A RNA velocity results mapped on the UMAP plot showing the predicted future transcriptional state of each cell. B UMAP of early (light red) and late (medium red) LND clusters in the TI. C PAGA results mapped on the UMAP plot showing connectivity between cell types. D Histogram plot comparing the developmental potential of enterocytes predicted by CytoTRACE (two-sided Wilcoxon test with FDR adjustment). E Comparison of the expression of CXCL5, TNFRSF1A, and TNFRSF1B between early and late LND cells (two-sided Wilcoxon test with FDR adjustment). F Comparison of the ratio of late to early LND cells between anti-TNF responders (tan) and non-responders (pink) after the first dose of medication (two-sided Wilcoxon test). Data are represented as the mean ± SD (D–F).

Fig. 5. LND cells interact with immune cells.

Scatterplot of incoming and outgoing interaction strength of each cell type in the TI (A) and AC (B). C Representative multiplex images of CD8+ (red), CD4+ (green), and CD45+ (yellow) cells in low (N = 7) and high LND (N = 10) in the TI and AC. D DotPlot of marker genes in infiltrating lymocytes (ILs). E The proportion differences of ILs between low (orange) and high (purple) LND patients (one-sided Wilcoxon test). Data are represented as the mean ± SD. F Representative 40X images from Transwell monocyte migration assays from non-IBD control, inactive CD, active CD with low LND, and active CD with high LND. The migrated monocytes are stained in purple. G Violin Plot of the number of migrated monocytes in non-IBD control, inactive CD, active CD with low LND, and active CD with high LND. Statistical test was performed using a negative binomial mixed model (n = 21 measurements per group from 4 independent experiments; 6 quantified images from two wells in the first experiment and 5 images from one well in the next three experiments). Data are represented as the mean ± SEM.

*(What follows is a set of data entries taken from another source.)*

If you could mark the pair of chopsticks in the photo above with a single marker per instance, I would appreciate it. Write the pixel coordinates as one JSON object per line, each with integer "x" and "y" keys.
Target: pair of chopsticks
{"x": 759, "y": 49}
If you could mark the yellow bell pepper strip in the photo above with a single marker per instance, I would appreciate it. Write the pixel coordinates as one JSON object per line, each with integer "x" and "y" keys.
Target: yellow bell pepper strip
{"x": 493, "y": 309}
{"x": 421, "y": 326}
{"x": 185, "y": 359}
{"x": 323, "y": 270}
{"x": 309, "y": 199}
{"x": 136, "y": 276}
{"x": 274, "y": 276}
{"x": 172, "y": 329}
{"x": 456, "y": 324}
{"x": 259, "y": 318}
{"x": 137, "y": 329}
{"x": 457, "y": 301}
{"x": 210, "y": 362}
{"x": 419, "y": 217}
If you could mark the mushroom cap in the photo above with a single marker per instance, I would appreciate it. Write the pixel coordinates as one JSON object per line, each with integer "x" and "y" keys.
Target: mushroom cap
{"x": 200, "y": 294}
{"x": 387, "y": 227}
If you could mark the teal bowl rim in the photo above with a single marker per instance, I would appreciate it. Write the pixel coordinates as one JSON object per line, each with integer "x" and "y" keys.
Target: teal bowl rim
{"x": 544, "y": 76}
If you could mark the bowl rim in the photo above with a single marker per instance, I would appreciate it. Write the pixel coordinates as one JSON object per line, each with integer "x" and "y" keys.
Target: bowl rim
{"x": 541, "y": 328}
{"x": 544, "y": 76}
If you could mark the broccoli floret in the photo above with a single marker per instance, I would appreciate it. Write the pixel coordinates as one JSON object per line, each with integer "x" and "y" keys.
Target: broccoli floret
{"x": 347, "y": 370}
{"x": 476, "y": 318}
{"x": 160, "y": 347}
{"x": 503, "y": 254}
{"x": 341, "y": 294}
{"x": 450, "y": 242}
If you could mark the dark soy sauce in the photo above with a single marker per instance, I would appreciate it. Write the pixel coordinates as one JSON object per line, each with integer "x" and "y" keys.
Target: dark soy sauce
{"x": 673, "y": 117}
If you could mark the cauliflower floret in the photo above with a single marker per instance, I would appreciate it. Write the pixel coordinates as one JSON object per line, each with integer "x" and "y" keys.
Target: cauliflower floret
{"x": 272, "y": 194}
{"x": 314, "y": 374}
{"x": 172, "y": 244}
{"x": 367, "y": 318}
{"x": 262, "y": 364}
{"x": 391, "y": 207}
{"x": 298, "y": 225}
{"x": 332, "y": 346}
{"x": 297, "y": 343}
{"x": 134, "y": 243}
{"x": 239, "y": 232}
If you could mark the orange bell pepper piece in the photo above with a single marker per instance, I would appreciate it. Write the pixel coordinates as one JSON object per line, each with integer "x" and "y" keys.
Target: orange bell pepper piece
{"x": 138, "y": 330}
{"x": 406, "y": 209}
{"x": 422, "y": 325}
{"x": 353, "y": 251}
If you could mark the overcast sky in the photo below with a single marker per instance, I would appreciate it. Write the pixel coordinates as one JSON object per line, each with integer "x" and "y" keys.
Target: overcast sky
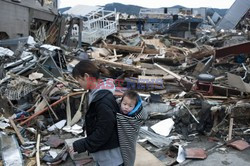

Fig. 6. Spatial organization between LND and immune cells.

A H&E images for the four patient samples overlaid and colored by the expression of DUOX2. B Dotplot of colocalization of LND markes (LCN2, NOS2, and DUOX2) and the general epithelial genes (KRT8 and KRT18) with immune signatures. Only significant colocalization (FDR < 0.01) is included. Dot size denotes the z-value and color denotes the colocalization significance compared to random distribution. C Dotplot of colocalization between epiethial and immune cells. Only significant colocalization (FDR < 0.01) is included. Dot size denotes the z-value and color denotes the colocalization significance compared to random distribution.

Fig. 7. LND cells specifically express IBD/CD-risk genes.

A Significance of cell-type specific expression of IBD/CD-risk genes in TI. B Significance of cell-type specific expression of IBD/CD-risk genes in AC. C Significance of cell-type specific expression of IBD/CD-risk genes in each CD TI tissue. D Significance of cell-type specific expression of IBD/CD-risk genes in each CD AC tissue.